Canada — along with other mid-latitude areas such as Europe — is likely
to see gains of anywhere from five days to three weeks of ‘mild days.’
A man kayaks in Lake Ontario on a warm sunny day in Toronto in August
2016. Research suggests climate change could increase the number of nice
days Canadians enjoy
Research suggests climate change could increase the number of nice days Canadians enjoy.
Most
global warming studies have focused on extreme weather or broad-scale
averages of temperature and precipitation. But Karin van der Wiel, of
Princeton University, says that’s not how people will experience their
new circumstances.
“If you are a person
living in Canada, it’s never the average climate,” said van der Wiel,
whose paper is being published Wednesday in the journal Climatic Change.
Van
der Wiel and her colleagues thought a good way to demonstrate the daily
consequences of increased greenhouse gases in the air would be to
calculate how many ‘mild days’ different regions of the globe would
experience — days topping out between 18 C and 30 C, with less than one
millimetre of rainfall and not too much humidity.
“We
looked at the actual days that feel mild,” she said. “These are the
days that people can relate to — the day you had a really nice walk in
the park or went to a baseball game and it was really nice.”
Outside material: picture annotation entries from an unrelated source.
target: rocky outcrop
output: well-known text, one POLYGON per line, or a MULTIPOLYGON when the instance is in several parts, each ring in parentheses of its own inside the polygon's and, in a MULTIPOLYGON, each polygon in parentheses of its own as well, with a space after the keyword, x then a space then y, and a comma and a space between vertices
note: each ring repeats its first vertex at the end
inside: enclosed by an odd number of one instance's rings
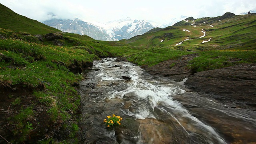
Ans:
POLYGON ((63 39, 62 35, 59 33, 50 33, 47 34, 45 36, 45 38, 47 40, 50 41, 56 39, 63 39))
POLYGON ((0 34, 0 39, 4 40, 6 39, 4 36, 0 34))
POLYGON ((233 16, 235 16, 236 15, 231 12, 226 12, 224 14, 223 14, 222 16, 219 17, 216 20, 224 20, 226 18, 230 18, 233 16))
POLYGON ((180 81, 192 74, 192 71, 188 69, 187 64, 189 61, 197 56, 196 54, 183 56, 180 59, 161 62, 150 67, 143 66, 142 68, 152 74, 160 75, 180 81))
POLYGON ((241 64, 201 72, 185 84, 233 108, 256 110, 256 64, 241 64))
POLYGON ((39 35, 39 34, 35 35, 34 35, 34 36, 37 38, 38 40, 40 41, 41 41, 41 42, 44 41, 44 38, 43 38, 43 37, 41 35, 39 35))

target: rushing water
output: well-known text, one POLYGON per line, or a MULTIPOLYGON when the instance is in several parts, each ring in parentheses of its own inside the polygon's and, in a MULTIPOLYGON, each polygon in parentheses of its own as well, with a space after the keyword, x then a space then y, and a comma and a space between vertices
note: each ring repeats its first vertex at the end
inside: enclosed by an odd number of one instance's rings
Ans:
MULTIPOLYGON (((232 122, 246 121, 252 125, 252 132, 255 132, 255 113, 252 117, 244 111, 234 113, 224 110, 221 104, 197 97, 196 93, 186 92, 184 82, 154 77, 139 66, 128 62, 115 62, 115 60, 95 61, 95 70, 90 72, 86 80, 81 83, 84 129, 87 140, 85 143, 108 143, 99 142, 108 138, 114 142, 112 143, 122 144, 228 143, 205 122, 209 118, 206 116, 210 116, 208 112, 213 111, 224 114, 222 115, 228 117, 227 119, 231 120, 233 120, 233 117, 238 119, 232 122), (131 79, 124 80, 123 76, 131 79), (210 108, 199 112, 189 111, 191 108, 206 104, 210 106, 210 108), (205 115, 196 117, 201 112, 205 112, 205 115), (121 127, 120 136, 117 136, 116 130, 106 130, 103 124, 106 116, 113 114, 124 118, 125 126, 121 127), (129 123, 126 119, 132 121, 129 123)), ((215 114, 214 112, 212 114, 215 114)))

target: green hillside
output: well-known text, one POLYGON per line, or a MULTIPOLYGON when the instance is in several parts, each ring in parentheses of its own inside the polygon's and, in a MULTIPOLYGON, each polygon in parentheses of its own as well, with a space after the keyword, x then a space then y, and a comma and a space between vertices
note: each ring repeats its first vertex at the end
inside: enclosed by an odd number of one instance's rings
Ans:
POLYGON ((46 26, 37 20, 17 14, 1 4, 0 28, 15 31, 28 32, 32 35, 60 32, 59 30, 46 26))
POLYGON ((256 48, 256 15, 235 15, 230 13, 216 18, 190 17, 173 26, 153 30, 121 41, 131 46, 173 50, 253 50, 256 48), (200 38, 204 35, 202 31, 206 35, 200 38), (162 40, 164 41, 161 42, 162 40), (180 42, 182 44, 176 46, 180 42))
POLYGON ((190 17, 106 42, 62 32, 0 4, 0 143, 80 143, 78 84, 95 60, 124 56, 150 66, 194 54, 186 66, 195 72, 256 63, 255 15, 190 17))

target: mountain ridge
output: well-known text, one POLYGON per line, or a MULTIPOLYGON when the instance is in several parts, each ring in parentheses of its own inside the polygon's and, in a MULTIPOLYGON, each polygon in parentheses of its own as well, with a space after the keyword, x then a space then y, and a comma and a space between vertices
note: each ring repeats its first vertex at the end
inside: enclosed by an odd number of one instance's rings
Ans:
POLYGON ((147 21, 132 20, 129 17, 106 24, 95 24, 78 18, 73 20, 54 19, 42 23, 64 32, 85 34, 96 40, 105 41, 128 39, 154 28, 147 21))

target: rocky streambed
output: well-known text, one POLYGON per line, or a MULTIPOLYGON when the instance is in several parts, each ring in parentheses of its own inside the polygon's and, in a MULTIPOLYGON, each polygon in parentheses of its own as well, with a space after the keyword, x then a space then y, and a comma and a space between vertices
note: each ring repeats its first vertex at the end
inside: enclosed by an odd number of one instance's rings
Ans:
MULTIPOLYGON (((254 109, 230 106, 211 96, 216 94, 197 89, 200 86, 197 85, 193 87, 191 78, 183 78, 189 70, 177 74, 177 79, 182 80, 177 82, 173 80, 175 78, 170 78, 175 74, 162 74, 166 70, 163 65, 158 70, 144 68, 145 72, 129 62, 115 60, 95 61, 93 70, 80 82, 82 116, 80 125, 84 133, 83 143, 256 142, 254 109), (123 118, 122 124, 107 128, 103 120, 112 114, 123 118)), ((162 64, 160 64, 155 66, 162 64)), ((254 68, 253 66, 248 68, 254 68)), ((197 81, 196 74, 190 77, 196 78, 194 82, 197 81)), ((254 84, 251 84, 252 88, 254 84)), ((253 101, 250 104, 253 108, 253 101)))

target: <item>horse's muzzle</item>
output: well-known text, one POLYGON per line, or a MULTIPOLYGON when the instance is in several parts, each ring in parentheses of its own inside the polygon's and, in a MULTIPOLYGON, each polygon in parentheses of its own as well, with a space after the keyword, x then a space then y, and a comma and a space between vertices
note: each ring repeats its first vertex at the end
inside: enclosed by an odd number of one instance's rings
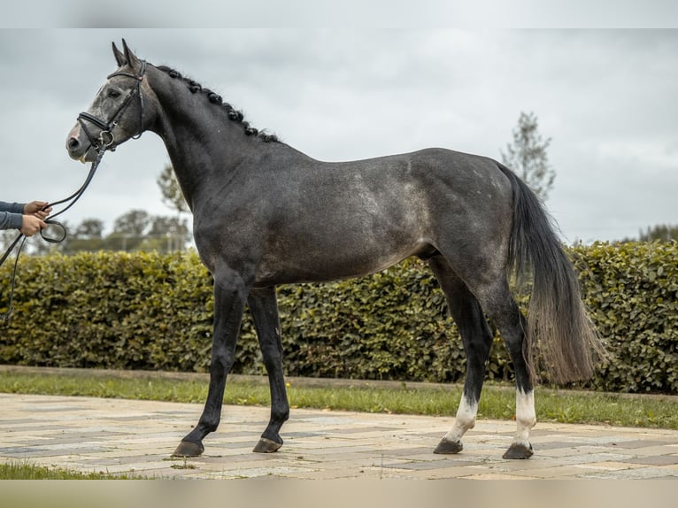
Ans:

It turns out Canada is one of the places to be.
The
globe, on average, is expected to lose four days of nice weather by
2035 and 10 days by 2081. Africa, Asia and Latin America could see 15 to
50 fewer days of mild weather a year by the end of the century. Parts
of the U.S. South Atlantic coast could lose a couple of weeks.
But
Canada — along with other mid-latitude areas such as Europe — is likely
to see gains of anywhere from five days to three weeks.
Scientists
have long surmised the impact of climate change could be most benign
for humans in those regions. Van der Wiel’s study is the first to frame
the issue in a way that non-climatologists can understand.
“It’s
really difficult to feel that what was a once-in-25-year event is now a
one-in-20-year event,” she said. “I think this ‘mild day’ that we came
up with is easier to relate to.”
Not that
there isn’t a downside. Van der Wiel’s paper doesn’t include a nasty-day
index and previous studies suggest we’ll have plenty of them.
Even
in Canada, expect more flooding downpours and winter rains that wash
away before they can nourish crops. Forest fires, already at record
levels, are likely to get bigger. Rocky Mountain glaciers, the water
source for many prairie cities, are on their way out. The southern
prairies will see more drought.
Forests
once harvested for timber are likely to turn into prairie. Pacific coast
fisheries are predicted to decline up to 10 per cent.
The
paper also points out that areas about to lose nice weather are much
more heavily populated than ones about to gain some, which has
implications for everything from weather-related disasters to the crops
people depend on.
Still, said van der Wiel,
the paper is an attempt to translate the grand abstractions of climate
models and global averages into a metric that makes sense.
“We are scientists, but we are people too.”